After roughly three decades of growth, European living standards are imploding, and once-rising expectations are dropping down with them. It's the sense of something lost that hurts the most. People can deal with living without that which they never had (which is why so many dirt poor countries languish without any meaningful regime change), but when prosperity vanishes, rage will go hand-in-hand with disappointment, frustration, and despair. Extra-legal protest, whether it's antiglobalization riots, spasms of racial or ethnic violence, or the repeated recourse to highway blockade, is already a part of the European political landscape, east and west. Under the circumstances it's hard to see how an economic slowdown on the current scale can continue without expanding this miserable
tradition. The only question is where. Riga today. London tomorrow? Hamburg? Lille? Madrid? Dublin? A glance at the business pages suggests there are plenty of places to choose from.

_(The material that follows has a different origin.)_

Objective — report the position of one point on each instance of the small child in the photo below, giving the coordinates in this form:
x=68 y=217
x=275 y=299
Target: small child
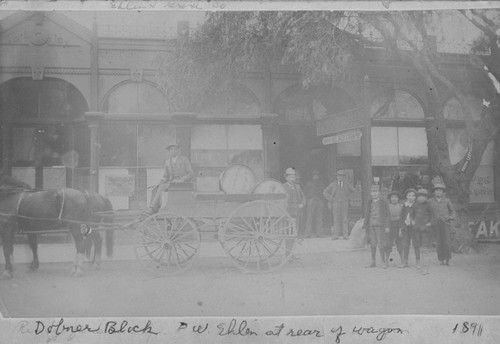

It's a sad commentary on the situation Europe's leaders are now contemplating that some of the best clues as to what might happen there can be found in China and Russia. This reflects how the increasing reach of the EU within its member states has left the individual nations less free to respond to the demands of their peoples at a time of distress and imposed upon them a soft authoritarianism that increases the chance of disorder.
Start with China where, despite the extraordinary economic expansion of recent years, the promise of prosperity has spread far further than its achievement. According to some reports, there were nearly 80,000 "major" incidents of unrest in 2007, an inevitable response to the dislocations of helter-skelter growth in a People's Republic where hundreds of millions of the People have been left behind, deprived of what scant security they once enjoyed, and given no legal way of making themselves heard. And that was in the good times.
Since 2007, growth has slowed dramatically to an annualized rate of perhaps 6-7 percent. That's some way below the near double-digit pace usually thought necessary to sustain China's vast army of migrant workers (some 20 million of whom are said to have lost their jobs in the downturn). More ominous still are the large numbers of new university graduates: articulate, ambitious, and now unemployed. There is a good reason that the Chinese regime has put in place a $600 billion stimulus package. It's the same as the one that has led some of the country's elite to worry openly about the prospects for social peace.